Thursday, May 6, 2010

Of laying down your life for another


Just finished reading Charles Dickens' A Tale of Two Cities. A story about one man laying down his life for another set in the bloody period of the French Revolution and the reign of "Madame la Guillotine" Of course Sidney emerges as the unlikely hero of heroes worth more than anyone else in the whole story and we all cry and fall in love with him of course: can it be helped?

But the impossibility of laying down your life for another is unfathomable at best. Sidney counted his life as not worth having and laid it down for one he judged better. Towards the end he says to himself over and over the words of Jesus from John, 11:25:

"I am the Resurrection and the Life, saith the Lord: he that believeth in me, though he were dead, yet shall he live: and whosoever liveth and believeth in me shall never die."

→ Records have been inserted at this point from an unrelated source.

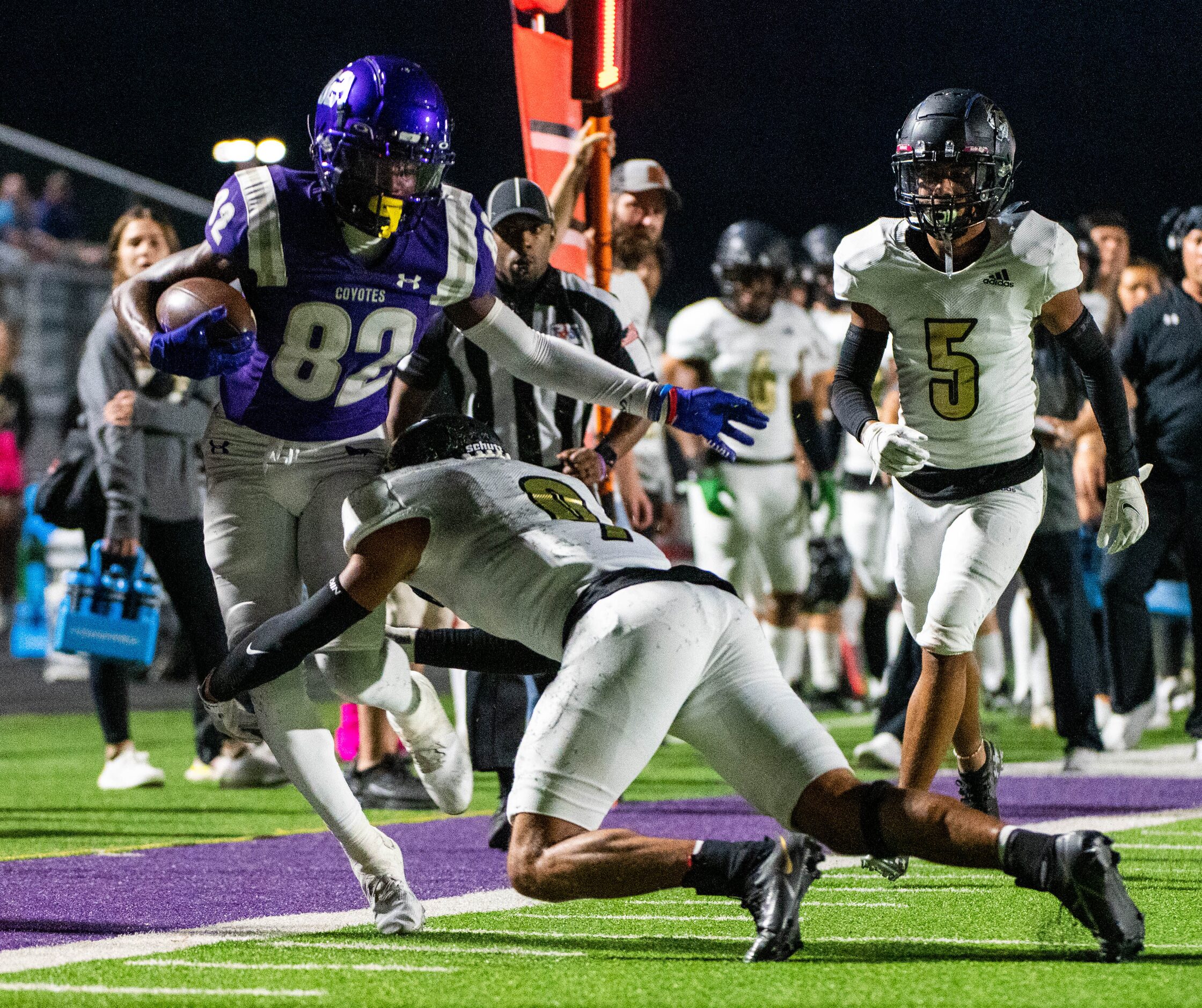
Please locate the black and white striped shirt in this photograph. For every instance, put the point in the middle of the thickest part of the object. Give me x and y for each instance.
(534, 423)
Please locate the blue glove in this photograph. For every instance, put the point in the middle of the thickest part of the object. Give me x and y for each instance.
(188, 350)
(708, 413)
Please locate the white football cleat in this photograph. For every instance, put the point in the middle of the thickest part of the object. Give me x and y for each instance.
(232, 719)
(440, 757)
(882, 752)
(1123, 732)
(129, 769)
(256, 768)
(393, 904)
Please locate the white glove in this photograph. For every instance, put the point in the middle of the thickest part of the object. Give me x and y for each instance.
(895, 448)
(1125, 516)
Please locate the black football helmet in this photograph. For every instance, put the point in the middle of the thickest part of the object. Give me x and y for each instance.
(749, 246)
(442, 437)
(830, 574)
(961, 136)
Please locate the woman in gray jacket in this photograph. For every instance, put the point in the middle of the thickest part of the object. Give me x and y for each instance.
(146, 426)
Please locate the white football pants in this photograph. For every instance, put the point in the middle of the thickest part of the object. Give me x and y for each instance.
(272, 525)
(766, 536)
(954, 561)
(657, 658)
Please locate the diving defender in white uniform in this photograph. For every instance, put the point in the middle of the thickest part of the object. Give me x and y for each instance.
(646, 649)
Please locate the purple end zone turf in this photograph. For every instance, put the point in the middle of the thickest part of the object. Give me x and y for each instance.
(53, 900)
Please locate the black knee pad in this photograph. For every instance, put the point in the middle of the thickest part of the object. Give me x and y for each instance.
(870, 799)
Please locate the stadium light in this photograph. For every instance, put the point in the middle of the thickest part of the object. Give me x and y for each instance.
(600, 47)
(271, 151)
(230, 152)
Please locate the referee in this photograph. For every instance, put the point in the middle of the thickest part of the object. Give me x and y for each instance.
(535, 425)
(1160, 354)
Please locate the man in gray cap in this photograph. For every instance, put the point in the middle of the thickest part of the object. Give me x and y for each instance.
(534, 425)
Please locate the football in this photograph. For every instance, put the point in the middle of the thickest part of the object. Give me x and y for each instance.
(184, 301)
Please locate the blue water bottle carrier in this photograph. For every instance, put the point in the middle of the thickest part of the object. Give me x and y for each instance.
(109, 614)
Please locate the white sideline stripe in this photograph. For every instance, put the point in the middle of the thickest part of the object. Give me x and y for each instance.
(624, 936)
(808, 902)
(844, 939)
(742, 917)
(440, 949)
(177, 991)
(254, 929)
(371, 967)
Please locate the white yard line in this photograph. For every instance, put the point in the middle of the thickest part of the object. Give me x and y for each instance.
(164, 991)
(808, 902)
(397, 947)
(159, 942)
(364, 967)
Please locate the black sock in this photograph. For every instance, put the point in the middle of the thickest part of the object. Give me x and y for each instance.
(1028, 858)
(722, 869)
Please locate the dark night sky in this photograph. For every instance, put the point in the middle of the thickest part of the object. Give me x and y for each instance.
(784, 111)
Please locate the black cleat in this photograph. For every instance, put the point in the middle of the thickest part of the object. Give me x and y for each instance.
(774, 893)
(390, 785)
(979, 788)
(1083, 877)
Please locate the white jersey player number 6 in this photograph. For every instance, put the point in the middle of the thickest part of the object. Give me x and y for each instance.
(954, 397)
(311, 372)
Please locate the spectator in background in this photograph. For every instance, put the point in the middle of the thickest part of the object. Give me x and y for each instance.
(15, 428)
(1140, 281)
(1160, 353)
(56, 213)
(1108, 230)
(144, 426)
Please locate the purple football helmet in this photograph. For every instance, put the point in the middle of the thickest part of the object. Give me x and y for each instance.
(382, 140)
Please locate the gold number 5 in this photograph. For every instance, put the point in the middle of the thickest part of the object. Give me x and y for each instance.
(954, 397)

But there is a man better than we all, who laid his life down and took it up again for the entire human race. There is no greater love...

John 15:12-16

" This is my commandment, That ye love one another, as I have loved you.
Greater love hath no man than this, that a man lay down his life for his friends. Ye are my friends, if ye do whatsoever I command you. Henceforth I call you not servants; for the servant knoweth not what his lord doeth: but I have called you friends; for all things that I have heard of my Father I have made known unto you.
Ye have not chosen me, but I have chosen you, and ordained you, that ye should go and bring forth fruit, and that your fruit should remain: that whatsoever ye shall ask of the Father in my name, he may give it you."

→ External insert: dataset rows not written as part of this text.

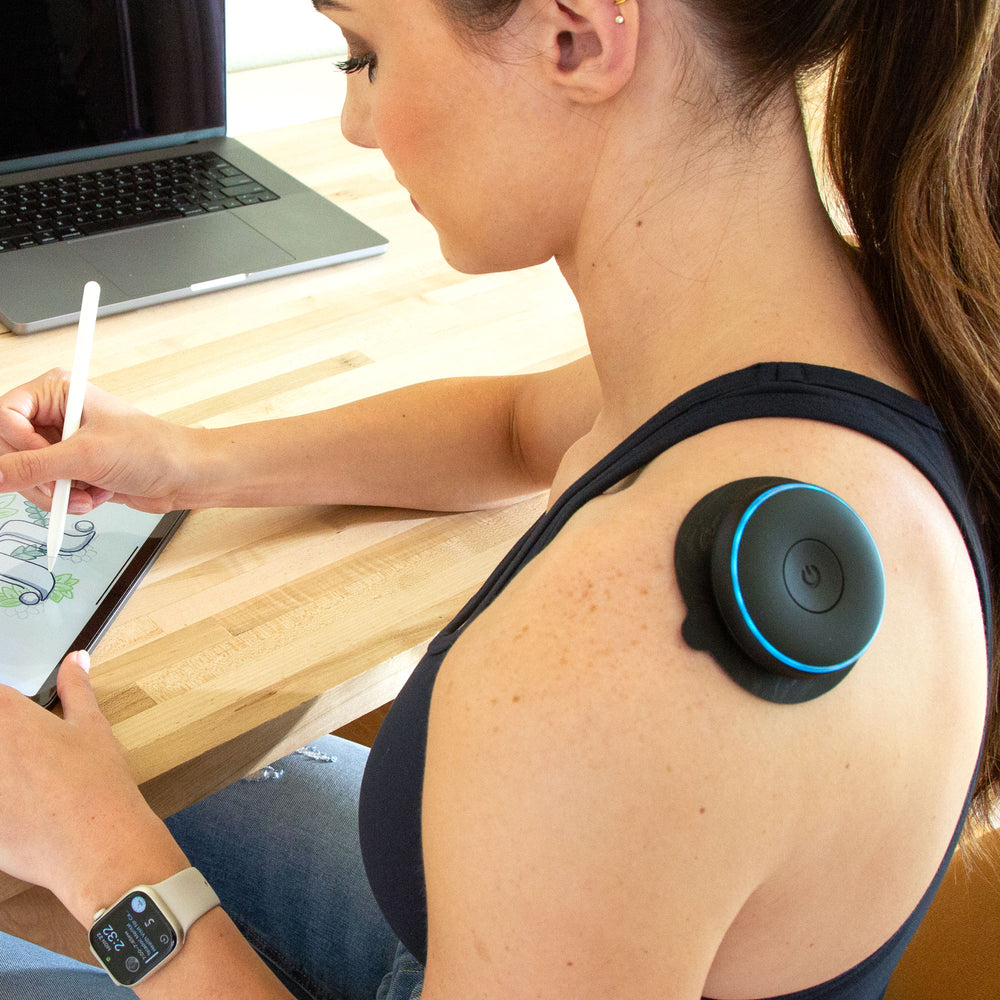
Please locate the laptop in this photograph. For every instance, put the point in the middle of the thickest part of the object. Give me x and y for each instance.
(115, 166)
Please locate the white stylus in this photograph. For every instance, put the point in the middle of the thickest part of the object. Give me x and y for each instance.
(74, 411)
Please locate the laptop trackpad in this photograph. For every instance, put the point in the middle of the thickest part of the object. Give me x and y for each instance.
(174, 255)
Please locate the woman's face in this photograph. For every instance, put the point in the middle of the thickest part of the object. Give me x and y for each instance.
(470, 130)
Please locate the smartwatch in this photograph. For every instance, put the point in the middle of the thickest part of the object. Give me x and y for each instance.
(146, 927)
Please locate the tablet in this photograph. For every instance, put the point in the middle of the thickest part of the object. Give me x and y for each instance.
(43, 615)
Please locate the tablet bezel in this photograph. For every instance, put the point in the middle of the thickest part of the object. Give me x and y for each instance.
(119, 591)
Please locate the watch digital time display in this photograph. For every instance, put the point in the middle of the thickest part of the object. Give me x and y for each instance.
(132, 938)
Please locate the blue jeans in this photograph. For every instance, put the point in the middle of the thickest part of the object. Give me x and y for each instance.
(281, 850)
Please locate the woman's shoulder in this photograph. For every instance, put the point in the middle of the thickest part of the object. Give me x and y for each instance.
(578, 710)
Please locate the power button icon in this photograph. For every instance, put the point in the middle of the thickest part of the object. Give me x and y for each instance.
(813, 575)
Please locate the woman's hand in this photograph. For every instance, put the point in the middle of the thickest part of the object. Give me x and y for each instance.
(73, 819)
(119, 453)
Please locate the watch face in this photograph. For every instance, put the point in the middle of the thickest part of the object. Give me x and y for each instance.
(133, 938)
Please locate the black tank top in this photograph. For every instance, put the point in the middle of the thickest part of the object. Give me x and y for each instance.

Chosen and Beloved. His father loved him and he loved us enough to lay down his life for us.

John 10:17-18
" Therefore doth my Father love me, because I lay down my life, that I might take it again. No man taketh it from me, but I lay it down of myself. I have power to lay it down, and I have power to take it again. This commandment have I received of my Father."

So simple, yet so very profound and which of us can lay his life down for another or accept the life laid down for us? Praise to the Christ who so loved us and whose sacrifice for us was accepted and enough!

May 21st update: So here I am trying to read ahead on year 7 for our home-school etc. And between reading "The Scarlet Pimpernel, A Tale of Two Cities, A lecture on Liberty and it's price: Understanding the French Revolution by Prof. Donald Sutherland I have had some rather "bloody" days and weeks already. Has humanity really changed? and can the things that drive entire populations to such extreme measures of purging whatever gangrene ails them ever be eliminates? Or do we just exchange one brutality for another more subtle one? Those masaccared during the French Revolution are nowhere near those who perished at the hands of the Soviet regimes. Yet how many perish today while the worlds that can help look the other way? How many women yet have to be driven to despair for want while a rich politician lives in finery and excess? When does a human life become a means to be discarded to your end? The lessons of the French Revolution are complex and jarring; but fairness and humanity is simple-yet somehow we manage to turn enough into excess on the backs of those less fortunate, without a name or a heritage to propel them forward.

Your fellow human being could be you should you become the fellow human being. EMPATHY.
Update: June 5th...Okay, I got carried away in all the mayhem and I am now workig my way down the legend that was Napoleon Bonaparte.